Turismo «extremo» en el París de los Apaches

En todo París, hasta la llegada de la Primera Guerra Mundial, los apaches reinaron con una fiereza inusitada. Considerados como el «Ejército del Crimen» por la prensa y la policía, tuvieron en jaque a las autoridades y despertaron en los franceses y medio mundo una fascinación inaudita. Protagonizaron duros y multitudinarios choques con la policía, que crearon sus propias brigadas antiapache, en pleno centro y contaron con un arsenal de armas. Los apaches salían en la prensa y de ellos se decía que eran los reyes de la noche y el baile. El cine los catapultó a una fama que nunca buscaron. Pero llegó un momento en que se creó un fenómeno de imitación. A partir de la Primera Guerra Mundial, los primeros apaches han desaparecido de las calles, la mayoría muertos, huídos o encarcelados. Los bajos fondos imitan su estilo, pero también jóvenes acomodados. Son réplicas, copias menos dañinas.

Aquella espiral de atracción por el hampa y los bajos fondos produjo en París un negocio que hoy nos parece increíble e insólito: se crearon agencias de turismo que, por una módica cifra, te llevaban por la «noche apache». Se ofrecían como agencias que garantizaban una noche «junto al peligro», acudiendo a los barrios del hampón francés, las tabernas en penumbras y los callejones oscuros. Surgían las navajas y las pistolas.

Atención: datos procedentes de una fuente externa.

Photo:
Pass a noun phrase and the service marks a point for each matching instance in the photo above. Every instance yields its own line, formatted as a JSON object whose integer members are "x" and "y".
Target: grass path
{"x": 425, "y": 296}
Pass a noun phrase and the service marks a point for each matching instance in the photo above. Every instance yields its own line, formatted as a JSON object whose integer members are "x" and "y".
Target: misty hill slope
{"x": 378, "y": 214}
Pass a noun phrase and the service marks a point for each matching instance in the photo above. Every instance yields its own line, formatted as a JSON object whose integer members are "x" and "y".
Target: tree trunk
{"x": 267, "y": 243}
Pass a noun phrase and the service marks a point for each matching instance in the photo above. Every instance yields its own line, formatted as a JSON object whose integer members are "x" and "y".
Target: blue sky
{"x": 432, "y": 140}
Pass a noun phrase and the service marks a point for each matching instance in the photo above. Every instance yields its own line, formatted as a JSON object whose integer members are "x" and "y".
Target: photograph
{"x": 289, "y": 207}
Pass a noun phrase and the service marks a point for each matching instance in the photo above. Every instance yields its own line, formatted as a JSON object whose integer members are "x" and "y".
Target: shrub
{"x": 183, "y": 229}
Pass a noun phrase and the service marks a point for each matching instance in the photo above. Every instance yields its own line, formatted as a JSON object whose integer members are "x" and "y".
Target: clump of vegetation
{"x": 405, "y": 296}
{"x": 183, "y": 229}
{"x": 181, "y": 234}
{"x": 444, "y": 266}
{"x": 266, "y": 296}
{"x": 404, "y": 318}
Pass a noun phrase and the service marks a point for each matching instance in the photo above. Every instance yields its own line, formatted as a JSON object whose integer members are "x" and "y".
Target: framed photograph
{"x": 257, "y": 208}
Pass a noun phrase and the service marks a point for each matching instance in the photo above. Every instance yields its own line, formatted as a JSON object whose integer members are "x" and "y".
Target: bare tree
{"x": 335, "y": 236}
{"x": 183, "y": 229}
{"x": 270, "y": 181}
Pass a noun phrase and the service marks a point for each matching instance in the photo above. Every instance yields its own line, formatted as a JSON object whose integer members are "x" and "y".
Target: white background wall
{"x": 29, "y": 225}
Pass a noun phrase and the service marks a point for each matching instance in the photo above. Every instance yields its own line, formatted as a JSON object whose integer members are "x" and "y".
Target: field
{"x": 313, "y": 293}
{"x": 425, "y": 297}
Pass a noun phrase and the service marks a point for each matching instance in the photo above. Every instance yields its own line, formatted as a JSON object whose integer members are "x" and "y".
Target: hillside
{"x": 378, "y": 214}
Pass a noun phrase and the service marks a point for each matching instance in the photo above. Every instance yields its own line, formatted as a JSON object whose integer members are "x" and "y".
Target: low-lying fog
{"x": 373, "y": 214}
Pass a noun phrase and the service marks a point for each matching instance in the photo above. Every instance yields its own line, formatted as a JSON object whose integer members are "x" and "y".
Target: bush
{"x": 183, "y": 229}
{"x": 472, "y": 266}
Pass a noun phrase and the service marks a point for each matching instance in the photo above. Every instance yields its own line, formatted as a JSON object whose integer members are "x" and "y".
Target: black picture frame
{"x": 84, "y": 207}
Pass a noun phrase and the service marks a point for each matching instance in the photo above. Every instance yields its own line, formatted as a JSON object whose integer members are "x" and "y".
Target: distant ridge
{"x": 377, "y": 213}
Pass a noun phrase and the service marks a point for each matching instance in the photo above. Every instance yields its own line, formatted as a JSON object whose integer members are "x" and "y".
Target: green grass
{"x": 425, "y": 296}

En España, este nuevo negocio apareció recogido en el periódico Nuevo Mundo en un artículo publicado el 3 de febrero de 1932 bajo el llamativo título de «Apaches ful y ¡turismo ingenuo! Cómo se explota en París la candidez del viajero».

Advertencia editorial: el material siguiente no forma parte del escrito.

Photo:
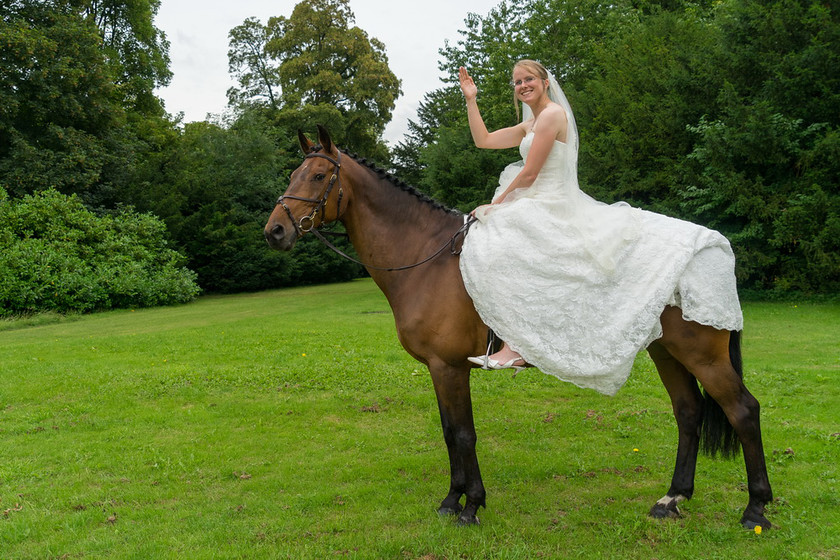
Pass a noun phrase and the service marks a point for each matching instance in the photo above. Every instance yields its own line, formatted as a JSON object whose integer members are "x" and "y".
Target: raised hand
{"x": 468, "y": 86}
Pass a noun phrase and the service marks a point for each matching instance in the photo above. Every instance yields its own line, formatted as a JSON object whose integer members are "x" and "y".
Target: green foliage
{"x": 316, "y": 67}
{"x": 57, "y": 256}
{"x": 218, "y": 188}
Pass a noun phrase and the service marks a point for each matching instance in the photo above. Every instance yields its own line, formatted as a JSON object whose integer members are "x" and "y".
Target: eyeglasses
{"x": 527, "y": 81}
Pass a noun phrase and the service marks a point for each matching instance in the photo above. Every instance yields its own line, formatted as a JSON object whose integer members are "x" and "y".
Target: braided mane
{"x": 394, "y": 181}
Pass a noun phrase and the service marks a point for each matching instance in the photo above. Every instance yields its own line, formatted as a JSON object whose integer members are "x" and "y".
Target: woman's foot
{"x": 499, "y": 361}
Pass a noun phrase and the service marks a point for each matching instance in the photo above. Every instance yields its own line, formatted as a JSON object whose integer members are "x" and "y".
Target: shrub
{"x": 55, "y": 255}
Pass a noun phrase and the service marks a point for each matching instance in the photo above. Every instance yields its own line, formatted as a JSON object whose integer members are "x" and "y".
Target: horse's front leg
{"x": 452, "y": 387}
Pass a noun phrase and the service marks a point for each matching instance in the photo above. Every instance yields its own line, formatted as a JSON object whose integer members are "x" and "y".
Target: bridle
{"x": 306, "y": 224}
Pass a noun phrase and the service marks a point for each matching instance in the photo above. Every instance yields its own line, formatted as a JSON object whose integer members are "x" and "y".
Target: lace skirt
{"x": 577, "y": 286}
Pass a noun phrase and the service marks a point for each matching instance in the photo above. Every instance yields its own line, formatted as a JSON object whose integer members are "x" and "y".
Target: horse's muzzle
{"x": 279, "y": 237}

Una artista llamada Camila Ixo demandó a una de estas agencias por incumplimiento de contrato. «Las tales agencias —afirmaba la noticia— prometen a su clientela eventual, en sugestivos prospectos, hacerle conocer la sórdida vida nocturna de la capital, sin excluir los escondrijos del hampa en las tenebrosas catacumbas donde raras veces se aventura la policía en sus cotidianas razzias en busca de apaches, heroínas del arroyo y maleantes de toda laya».

Al caer la noche, no paraban de llegar coches de burgueses a los peores barrios de la ciudad: «Al filo de media noche, los monstruosos autocars abarrotados de tipos pintorescos, rumbo a los bajos fondos de la urbe. Lo que no se sabía, y ahora se ha sabido, es que las repugnantes escenas de vicio, depravación y miseria que presenciaban, las luchas de apaches y de prostitutas en el hediondo cobijo de una taberna subterránea mal alumbrada por lámparas de petróleo, no eran otra cosa que pura farsa».

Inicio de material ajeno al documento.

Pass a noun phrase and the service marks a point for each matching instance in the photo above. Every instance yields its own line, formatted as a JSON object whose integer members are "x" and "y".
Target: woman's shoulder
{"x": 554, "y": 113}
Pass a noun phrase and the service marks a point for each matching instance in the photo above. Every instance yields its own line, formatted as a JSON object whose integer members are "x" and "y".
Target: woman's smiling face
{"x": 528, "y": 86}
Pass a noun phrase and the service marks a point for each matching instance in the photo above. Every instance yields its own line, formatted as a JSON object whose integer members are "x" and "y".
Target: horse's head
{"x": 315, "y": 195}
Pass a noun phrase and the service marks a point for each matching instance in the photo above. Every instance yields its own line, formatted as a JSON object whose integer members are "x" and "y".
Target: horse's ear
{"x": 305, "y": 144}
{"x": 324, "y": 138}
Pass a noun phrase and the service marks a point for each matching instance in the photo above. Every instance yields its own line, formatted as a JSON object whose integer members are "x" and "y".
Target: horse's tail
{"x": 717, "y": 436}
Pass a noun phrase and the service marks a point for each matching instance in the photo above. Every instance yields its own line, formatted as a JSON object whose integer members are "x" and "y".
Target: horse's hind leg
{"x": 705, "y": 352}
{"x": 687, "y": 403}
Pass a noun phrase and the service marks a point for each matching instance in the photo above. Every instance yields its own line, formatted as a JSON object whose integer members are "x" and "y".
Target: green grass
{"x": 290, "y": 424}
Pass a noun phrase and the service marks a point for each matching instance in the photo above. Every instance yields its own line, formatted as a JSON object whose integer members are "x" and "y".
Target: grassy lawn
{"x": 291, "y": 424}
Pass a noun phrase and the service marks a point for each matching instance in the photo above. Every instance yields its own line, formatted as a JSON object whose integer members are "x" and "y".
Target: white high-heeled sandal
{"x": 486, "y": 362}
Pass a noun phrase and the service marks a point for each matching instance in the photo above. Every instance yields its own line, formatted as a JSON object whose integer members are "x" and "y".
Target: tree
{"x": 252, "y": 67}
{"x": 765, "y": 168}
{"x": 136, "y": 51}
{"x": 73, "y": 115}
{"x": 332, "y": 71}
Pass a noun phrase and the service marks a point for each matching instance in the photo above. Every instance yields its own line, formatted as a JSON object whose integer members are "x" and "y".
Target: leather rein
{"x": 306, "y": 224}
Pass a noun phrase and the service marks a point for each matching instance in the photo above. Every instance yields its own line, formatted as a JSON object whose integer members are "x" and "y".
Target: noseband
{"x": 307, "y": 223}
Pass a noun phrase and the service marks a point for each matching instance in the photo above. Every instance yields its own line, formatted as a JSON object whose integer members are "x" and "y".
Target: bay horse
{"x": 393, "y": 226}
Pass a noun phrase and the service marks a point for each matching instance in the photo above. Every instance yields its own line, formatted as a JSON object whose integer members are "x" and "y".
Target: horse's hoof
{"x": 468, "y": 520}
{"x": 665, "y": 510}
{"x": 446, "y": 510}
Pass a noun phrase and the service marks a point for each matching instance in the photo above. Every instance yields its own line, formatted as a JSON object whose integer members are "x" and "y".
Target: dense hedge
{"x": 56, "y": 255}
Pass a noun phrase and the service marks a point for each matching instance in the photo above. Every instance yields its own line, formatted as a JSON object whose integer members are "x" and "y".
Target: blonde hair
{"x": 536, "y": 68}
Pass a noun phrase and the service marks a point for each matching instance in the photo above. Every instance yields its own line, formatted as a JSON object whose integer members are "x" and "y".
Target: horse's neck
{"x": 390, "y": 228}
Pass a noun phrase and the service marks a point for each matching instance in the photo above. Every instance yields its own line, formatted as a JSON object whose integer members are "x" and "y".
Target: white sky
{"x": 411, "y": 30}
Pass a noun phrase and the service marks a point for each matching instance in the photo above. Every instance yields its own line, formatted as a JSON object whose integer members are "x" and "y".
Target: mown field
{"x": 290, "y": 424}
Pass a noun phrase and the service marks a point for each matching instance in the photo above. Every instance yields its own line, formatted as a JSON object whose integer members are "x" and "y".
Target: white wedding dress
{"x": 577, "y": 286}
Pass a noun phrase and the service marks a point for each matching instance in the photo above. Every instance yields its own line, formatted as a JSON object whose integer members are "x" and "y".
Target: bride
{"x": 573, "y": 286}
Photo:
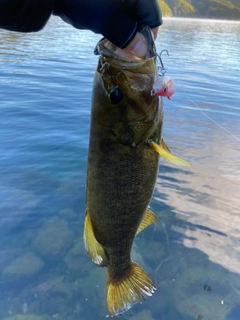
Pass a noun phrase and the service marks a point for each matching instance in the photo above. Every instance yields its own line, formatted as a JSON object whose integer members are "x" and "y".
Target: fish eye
{"x": 115, "y": 95}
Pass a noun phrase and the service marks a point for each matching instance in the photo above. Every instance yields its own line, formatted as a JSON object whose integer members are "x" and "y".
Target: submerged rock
{"x": 27, "y": 264}
{"x": 54, "y": 238}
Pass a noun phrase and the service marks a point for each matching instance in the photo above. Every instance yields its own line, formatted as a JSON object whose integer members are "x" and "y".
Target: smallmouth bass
{"x": 123, "y": 160}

Las agencias contrataron actores y actrices que, como la demandante Camila Ixo, representaban escenas de altercados y violencia. Incluso habían policías convertidos en actores que en el momento oportuno hacían su aparición y los turistas/espectadores lograban huir por la puerta trasera. «Lo dramático y lo trágico no era lo que se contemplaba en la visita turística, reglamentariamente interrumpida en el momento oportuno por varios policías. Lo espeluznante del sensacional espectáculo organizado para proporcionar un escalofrío de horror a la gregaria comitiva [...] ninfas del arroyo, asesinos, policías y coro general, a los que se remuneraba con jornales irrisorios».

El papel de Camila Ixo era exigente y debía ser muy bien interpretado. Ixo hacía de «leona del Barrio Mouffetard», que comprendía las «danzas obscenas, sola o con pareja, una escena de embriaguez y una riña con el apache jefe de la banda».

Además, según afirmó Ixo, los vestidos, que acaban convertidos en harapos por la agresividad de la interpretación, debían ser costeados por ellos mismos. Un desastre. La cuenta, simplemente, no salía.